NOR is neither human, nor not-human. It’s both sacred and mundane. On one hand, it’s simple soil, chemically indistinguishable from any other compost. On the other hand, it was once a human body. And human remains have spiritual significance.
We began the morning with a ceremony to honour the spiritual significance of the NOR. Michael helped us get grounded in our bodies, and with the land, and led us a song to invoke the ancestors. He talked about the ritual value of what we were going to do, and what it meant to be doing this for the very first time.

Ritual practices are like grooves in the record of consciousness. The more we do a particular ritual, the deeper the grooves are carved, the easier it is to align with the energy of that ritual, and the more powerful and effective the ritual action becomes.
Human composting is a fundamentally new way of disposing of a dead body, and while we’ve made great strides in developing the physical technology, it’s going to take some time before we find our way into the appropropriate accompanying ritual response. How do we deal, physically, spiritually, and ritually, with this material that is so both/and, so neither/nor?
Our ritual at Bell’s Mountain was the beginning of that exploration, and it was rooted in the foundational and reciprocal relationship between death and life. The death of the people whose bodies had been composted was giving life to the new plants that would grow out of their compost.
We began by sprinkling the area with wildflower seeds.


We are made of the landscape. At conception, our life force energy enters this dimension, and the elements coalesce around us, creating our body. All through our life, we are made and remade by earth, air, fire, and water.
Our bodies are on loan from the land, and when we die, it’s time to return what has been leant to us. Modern body disposition practices, however, tend to keep us out of circulation, rather than returning us to the cycle of life. Toxic embalming and concrete vaults prevent the natural decomposing forces from reaching many buried bodies, and cremation use precious fossil fuels to combust the parts of us that could most easily feed the soil.
Human composting is a scalable, low tech, low impact way to give back to the earth that gives us so much. It allows us to give our composted bodies as our final offering, our final gesture of gratitude and closure in this world. It’s a healing and meaningful physical practice, and it was exciting to be part of developing a healing and meaningful ritual practice to accompany it.

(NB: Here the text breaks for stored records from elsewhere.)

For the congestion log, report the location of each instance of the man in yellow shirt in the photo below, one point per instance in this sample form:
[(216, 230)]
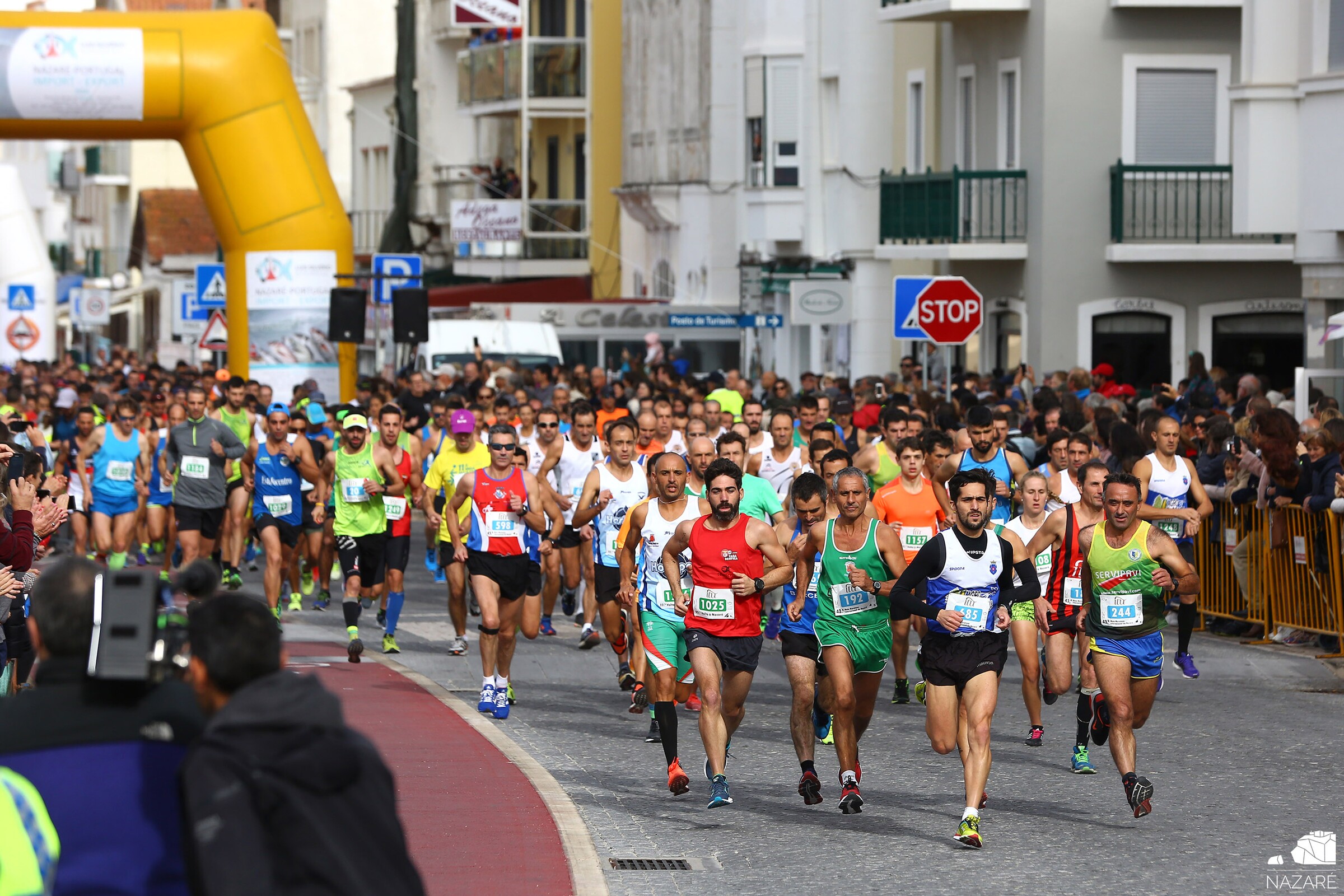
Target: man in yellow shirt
[(454, 461)]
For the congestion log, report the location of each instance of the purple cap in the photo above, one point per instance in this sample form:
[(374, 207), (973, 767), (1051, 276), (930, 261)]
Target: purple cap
[(463, 421)]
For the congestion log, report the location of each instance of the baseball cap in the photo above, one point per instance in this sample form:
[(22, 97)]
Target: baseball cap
[(463, 421)]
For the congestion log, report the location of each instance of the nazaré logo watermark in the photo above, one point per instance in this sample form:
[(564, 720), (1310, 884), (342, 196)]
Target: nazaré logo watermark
[(1314, 850)]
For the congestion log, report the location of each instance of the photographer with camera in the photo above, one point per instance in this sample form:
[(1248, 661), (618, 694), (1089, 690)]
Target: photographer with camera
[(102, 753), (280, 796)]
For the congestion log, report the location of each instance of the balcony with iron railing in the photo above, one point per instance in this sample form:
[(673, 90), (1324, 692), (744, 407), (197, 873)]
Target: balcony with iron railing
[(492, 73), (959, 216), (1180, 213)]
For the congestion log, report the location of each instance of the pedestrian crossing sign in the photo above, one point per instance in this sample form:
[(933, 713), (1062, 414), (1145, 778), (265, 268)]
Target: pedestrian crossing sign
[(22, 297)]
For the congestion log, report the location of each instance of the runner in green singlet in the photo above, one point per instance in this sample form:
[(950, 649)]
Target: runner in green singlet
[(360, 472), (1124, 613), (852, 627), (241, 421)]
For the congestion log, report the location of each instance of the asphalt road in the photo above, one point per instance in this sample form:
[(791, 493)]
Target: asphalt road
[(1245, 760)]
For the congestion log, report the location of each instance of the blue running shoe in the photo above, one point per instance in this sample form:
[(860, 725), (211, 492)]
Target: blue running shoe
[(720, 792)]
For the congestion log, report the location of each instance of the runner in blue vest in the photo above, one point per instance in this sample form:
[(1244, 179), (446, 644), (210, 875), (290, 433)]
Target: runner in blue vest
[(274, 468), (1006, 466), (122, 457)]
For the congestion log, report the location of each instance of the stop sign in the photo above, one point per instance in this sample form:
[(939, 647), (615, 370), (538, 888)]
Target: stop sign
[(949, 309)]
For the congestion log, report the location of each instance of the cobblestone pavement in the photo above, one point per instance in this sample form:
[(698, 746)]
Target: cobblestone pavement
[(1245, 760)]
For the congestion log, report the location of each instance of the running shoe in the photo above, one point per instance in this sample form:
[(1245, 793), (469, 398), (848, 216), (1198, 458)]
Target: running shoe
[(968, 833), (1140, 794), (810, 787), (902, 692), (1101, 720), (851, 802), (679, 782), (624, 678), (639, 699), (772, 627), (1187, 667), (589, 638), (720, 792)]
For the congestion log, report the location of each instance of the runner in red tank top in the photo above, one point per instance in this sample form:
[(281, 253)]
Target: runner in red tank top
[(724, 609), (397, 553), (1057, 609)]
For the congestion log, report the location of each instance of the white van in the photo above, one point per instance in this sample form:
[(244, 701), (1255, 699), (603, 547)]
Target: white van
[(451, 342)]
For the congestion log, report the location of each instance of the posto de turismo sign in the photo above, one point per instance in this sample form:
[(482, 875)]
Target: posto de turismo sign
[(476, 221)]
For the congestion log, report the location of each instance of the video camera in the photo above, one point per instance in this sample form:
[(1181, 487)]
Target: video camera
[(139, 634)]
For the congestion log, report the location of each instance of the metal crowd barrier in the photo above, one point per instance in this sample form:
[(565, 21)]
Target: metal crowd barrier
[(1299, 584)]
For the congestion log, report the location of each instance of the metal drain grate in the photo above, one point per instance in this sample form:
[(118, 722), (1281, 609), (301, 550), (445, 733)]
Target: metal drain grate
[(651, 864)]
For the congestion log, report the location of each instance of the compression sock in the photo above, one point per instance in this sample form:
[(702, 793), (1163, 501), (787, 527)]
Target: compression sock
[(1186, 617), (394, 609), (664, 712)]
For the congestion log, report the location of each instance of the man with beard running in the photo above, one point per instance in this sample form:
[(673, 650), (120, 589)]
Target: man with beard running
[(663, 632), (609, 492), (724, 610), (971, 590), (1057, 609), (854, 621), (810, 713), (1130, 568)]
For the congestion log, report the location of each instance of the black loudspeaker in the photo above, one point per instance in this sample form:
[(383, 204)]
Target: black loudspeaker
[(410, 315), (347, 315)]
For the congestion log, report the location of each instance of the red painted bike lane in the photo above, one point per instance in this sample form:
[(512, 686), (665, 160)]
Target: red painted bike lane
[(474, 821)]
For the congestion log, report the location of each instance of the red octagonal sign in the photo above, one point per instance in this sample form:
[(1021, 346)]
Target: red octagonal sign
[(951, 311)]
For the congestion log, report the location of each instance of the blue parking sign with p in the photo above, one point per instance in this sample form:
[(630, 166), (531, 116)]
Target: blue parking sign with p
[(397, 272), (22, 297)]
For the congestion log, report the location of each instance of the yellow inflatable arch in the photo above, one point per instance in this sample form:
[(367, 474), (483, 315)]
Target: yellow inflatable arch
[(217, 82)]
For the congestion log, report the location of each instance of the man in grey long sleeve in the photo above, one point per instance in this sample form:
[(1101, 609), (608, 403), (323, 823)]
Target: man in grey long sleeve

After scattering the seeds, we began the wheelbarrow portion of the ritual. This was the getting-your-hands-dirty part, and an unequivocal reminder that these were piles of rich, loamy, dese physical soil.
We shoveled, and wheeled, and raked, and talked, and laughed. We broke for a lunch of hearty soup and bread. We connected over our common interests in living and dying, and we slowly returned the bodies of 160 pioneering people to the land. As the living have always done for the dead, we gave back what they had borrowed, and we did it with grace and gratitude.